Essa percepção reforça a dúvida que se instalou ao longo da última década sobre o papel dos Açores no mundo. Depois de um século XX em que as ilhas figuraram no grande xadrez da política mundial, depois do downsizing norte-americano da Base das Lajes e à medida que o Pacífico ganha peso como o oceano de todas as decisões, qual o significado geopolítico dos Açores hoje? O Peter’s Café Sport deu-nos recentemente uma preciosa ajuda à reflexão sobre este tema. 

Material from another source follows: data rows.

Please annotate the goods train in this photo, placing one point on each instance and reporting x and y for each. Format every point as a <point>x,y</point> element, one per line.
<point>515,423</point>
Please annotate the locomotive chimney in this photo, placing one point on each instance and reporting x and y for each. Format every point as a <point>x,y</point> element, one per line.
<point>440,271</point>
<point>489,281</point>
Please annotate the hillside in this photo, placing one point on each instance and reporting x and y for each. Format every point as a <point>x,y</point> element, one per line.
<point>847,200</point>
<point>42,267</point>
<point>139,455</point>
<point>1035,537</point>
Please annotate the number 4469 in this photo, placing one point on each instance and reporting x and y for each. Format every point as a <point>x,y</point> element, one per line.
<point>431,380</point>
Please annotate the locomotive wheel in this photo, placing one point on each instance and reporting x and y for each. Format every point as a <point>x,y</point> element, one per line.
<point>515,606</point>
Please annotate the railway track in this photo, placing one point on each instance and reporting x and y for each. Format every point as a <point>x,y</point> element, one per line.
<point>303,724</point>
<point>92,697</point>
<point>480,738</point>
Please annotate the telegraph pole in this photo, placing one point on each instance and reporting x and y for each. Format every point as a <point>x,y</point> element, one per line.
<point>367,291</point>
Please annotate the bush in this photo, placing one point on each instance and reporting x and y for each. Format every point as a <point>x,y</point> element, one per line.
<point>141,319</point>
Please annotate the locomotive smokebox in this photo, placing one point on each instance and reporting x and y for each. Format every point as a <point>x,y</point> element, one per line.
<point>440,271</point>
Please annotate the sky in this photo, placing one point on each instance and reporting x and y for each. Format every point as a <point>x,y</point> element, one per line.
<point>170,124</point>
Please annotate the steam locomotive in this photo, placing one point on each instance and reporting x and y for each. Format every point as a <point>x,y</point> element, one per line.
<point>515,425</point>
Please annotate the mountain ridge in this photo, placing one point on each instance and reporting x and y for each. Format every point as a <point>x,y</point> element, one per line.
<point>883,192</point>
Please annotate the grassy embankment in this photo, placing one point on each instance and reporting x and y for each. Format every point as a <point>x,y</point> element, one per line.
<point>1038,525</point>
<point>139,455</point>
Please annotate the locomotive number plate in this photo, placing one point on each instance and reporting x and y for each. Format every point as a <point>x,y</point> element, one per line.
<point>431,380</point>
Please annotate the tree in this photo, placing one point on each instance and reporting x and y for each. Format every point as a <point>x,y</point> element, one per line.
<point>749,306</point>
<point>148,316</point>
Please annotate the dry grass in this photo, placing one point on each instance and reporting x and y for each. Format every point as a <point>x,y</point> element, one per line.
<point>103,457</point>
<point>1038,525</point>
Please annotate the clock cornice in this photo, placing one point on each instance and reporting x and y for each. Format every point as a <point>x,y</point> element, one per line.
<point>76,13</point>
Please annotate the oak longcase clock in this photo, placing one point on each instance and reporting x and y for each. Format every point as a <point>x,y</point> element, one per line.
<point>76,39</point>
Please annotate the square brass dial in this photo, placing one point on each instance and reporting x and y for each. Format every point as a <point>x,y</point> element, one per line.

Em Maio de 2020, no início desta longa pandemia e sob as mais estritas medidas de confinamento, centenas de veleiros encontraram-se presos do outro lado do Atlântico, impedidos de desembarcar nos Estados Unidos ou em países da América Central. Muitos escolheram fazer a travessia transatlântica de regresso às suas casas na Europa. Devido à pandemia, faltavam-lhes meios e tripulação profissional, mas o relógio pressionava: em breve começaria a época dos furacões no Oceano Atlântico, algo perigoso para estas pequenas embarcações, algumas delas tripuladas por famílias inteiras, crianças incluídas.

E é aqui que o famoso Peter’s Café Sport entra nesta história. O arquipélago, e particularmente a marina da Horta, no Faial, ofereceu a esperança de uma escala atlântica para quem contemplava ansiosamente esta travessia na sua pequena embarcação. Para o jornal The Guardian, os Açores revelaram-se “um farol de luz no Atlântico durante esta crise.” (Susan Smillie, “Long journey home: the stranded sailboats in a race to beat the hurricanes”, The Guardian, 12 de Maio de 2020).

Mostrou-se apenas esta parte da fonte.